Authenticate with to the bigquery client and project:

In [None]:
MY_PROJECT_ID = "dimensionspkp"
client = bigquery.Client(project=MY_PROJECT_ID)

In [None]:
raw_path = os.path.join("..", "data", "raw")
raw_data = pd.read_csv(os.path.join(raw_path, "ojs_issns_in_dimensions_2020.csv"))
issns_to_query = raw_data["issn"].tolist()
print("Total ISSNs to query: ", len(issns_to_query))

In [None]:
%%time
chunk_size = 1000
file_name = 'pubs_from_all_issns.csv'
file_path = os.path.join('..', 'data', 'raw',
                         'from_dimensions', file_name)

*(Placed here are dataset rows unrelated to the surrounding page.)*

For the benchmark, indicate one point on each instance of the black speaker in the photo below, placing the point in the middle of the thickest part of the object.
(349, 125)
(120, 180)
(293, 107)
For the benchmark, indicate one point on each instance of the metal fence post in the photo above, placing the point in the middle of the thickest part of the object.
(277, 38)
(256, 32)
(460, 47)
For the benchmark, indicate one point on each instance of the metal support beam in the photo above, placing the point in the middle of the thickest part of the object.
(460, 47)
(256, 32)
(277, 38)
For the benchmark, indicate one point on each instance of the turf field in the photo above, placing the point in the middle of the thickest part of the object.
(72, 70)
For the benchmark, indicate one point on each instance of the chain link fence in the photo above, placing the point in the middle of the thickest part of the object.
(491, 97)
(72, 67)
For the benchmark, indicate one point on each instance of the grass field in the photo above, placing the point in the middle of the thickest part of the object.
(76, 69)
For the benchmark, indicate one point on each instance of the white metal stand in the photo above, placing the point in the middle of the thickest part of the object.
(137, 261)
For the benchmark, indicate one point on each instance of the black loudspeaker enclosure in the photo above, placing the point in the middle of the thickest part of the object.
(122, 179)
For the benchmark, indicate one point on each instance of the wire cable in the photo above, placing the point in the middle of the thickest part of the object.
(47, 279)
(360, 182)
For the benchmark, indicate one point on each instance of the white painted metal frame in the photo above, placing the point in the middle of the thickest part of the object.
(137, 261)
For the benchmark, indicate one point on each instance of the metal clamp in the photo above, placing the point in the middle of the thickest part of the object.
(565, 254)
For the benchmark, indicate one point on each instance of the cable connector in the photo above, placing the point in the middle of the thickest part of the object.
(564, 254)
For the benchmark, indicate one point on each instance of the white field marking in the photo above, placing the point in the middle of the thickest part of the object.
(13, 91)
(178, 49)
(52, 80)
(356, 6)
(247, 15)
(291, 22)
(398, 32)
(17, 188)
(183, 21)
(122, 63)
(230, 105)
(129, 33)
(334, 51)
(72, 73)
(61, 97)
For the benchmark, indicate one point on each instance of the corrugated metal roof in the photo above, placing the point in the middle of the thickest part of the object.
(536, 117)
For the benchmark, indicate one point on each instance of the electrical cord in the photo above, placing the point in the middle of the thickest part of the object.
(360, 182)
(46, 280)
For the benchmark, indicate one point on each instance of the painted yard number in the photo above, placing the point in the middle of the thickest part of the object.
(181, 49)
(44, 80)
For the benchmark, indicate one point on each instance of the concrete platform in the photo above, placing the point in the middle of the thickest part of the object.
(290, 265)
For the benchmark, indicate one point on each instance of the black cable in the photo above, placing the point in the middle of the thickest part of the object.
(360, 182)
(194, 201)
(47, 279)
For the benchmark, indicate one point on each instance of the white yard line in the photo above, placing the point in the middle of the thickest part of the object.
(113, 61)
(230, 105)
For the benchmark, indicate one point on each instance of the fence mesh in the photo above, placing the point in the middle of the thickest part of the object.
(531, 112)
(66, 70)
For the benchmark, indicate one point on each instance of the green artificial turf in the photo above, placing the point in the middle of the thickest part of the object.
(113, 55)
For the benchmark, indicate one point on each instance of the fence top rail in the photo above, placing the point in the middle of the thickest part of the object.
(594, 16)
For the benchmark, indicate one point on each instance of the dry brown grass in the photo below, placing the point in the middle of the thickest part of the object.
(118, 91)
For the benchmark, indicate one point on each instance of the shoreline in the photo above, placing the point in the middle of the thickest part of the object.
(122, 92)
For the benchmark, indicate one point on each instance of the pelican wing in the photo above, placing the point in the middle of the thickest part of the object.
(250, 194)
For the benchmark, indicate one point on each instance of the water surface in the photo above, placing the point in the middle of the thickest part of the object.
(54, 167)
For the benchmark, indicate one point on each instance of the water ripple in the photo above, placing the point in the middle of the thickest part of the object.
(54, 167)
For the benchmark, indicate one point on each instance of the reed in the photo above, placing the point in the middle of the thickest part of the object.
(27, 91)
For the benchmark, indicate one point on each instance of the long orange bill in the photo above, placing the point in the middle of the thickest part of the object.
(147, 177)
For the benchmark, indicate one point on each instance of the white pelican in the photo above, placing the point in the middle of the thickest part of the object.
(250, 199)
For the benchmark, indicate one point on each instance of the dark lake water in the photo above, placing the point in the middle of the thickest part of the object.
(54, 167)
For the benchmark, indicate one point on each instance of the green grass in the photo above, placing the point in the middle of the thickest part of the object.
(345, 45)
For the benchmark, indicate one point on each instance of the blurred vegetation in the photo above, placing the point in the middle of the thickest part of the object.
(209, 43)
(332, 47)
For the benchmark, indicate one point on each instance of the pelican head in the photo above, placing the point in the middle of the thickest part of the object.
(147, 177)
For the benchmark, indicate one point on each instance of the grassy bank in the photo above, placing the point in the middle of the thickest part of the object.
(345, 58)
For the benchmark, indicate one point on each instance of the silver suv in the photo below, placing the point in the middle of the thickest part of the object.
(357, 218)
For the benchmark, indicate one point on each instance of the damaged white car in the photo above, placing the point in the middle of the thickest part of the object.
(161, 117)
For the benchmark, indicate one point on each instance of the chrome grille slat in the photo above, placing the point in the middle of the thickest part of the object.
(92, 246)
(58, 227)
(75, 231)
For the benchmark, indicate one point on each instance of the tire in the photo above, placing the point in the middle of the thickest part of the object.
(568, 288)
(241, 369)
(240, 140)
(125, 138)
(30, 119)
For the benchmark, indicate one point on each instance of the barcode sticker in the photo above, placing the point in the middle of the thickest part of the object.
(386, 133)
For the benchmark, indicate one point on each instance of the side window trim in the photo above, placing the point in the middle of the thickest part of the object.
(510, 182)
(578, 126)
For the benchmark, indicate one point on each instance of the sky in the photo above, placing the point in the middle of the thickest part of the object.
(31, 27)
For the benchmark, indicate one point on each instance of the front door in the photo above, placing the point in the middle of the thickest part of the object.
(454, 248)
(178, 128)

# @TODO a better tqdm decorator...
for issn_chunk in tqdm(chunker(issns_to_query, chunk_size)):
    results = pub_ids_from_issns(issn_chunk, client).to_dataframe()
    if os.path.exists(file_path) is False:
        results.to_csv(file_path, mode='w', header=False)
    else:
        results.to_csv(file_path, mode='a', header=False)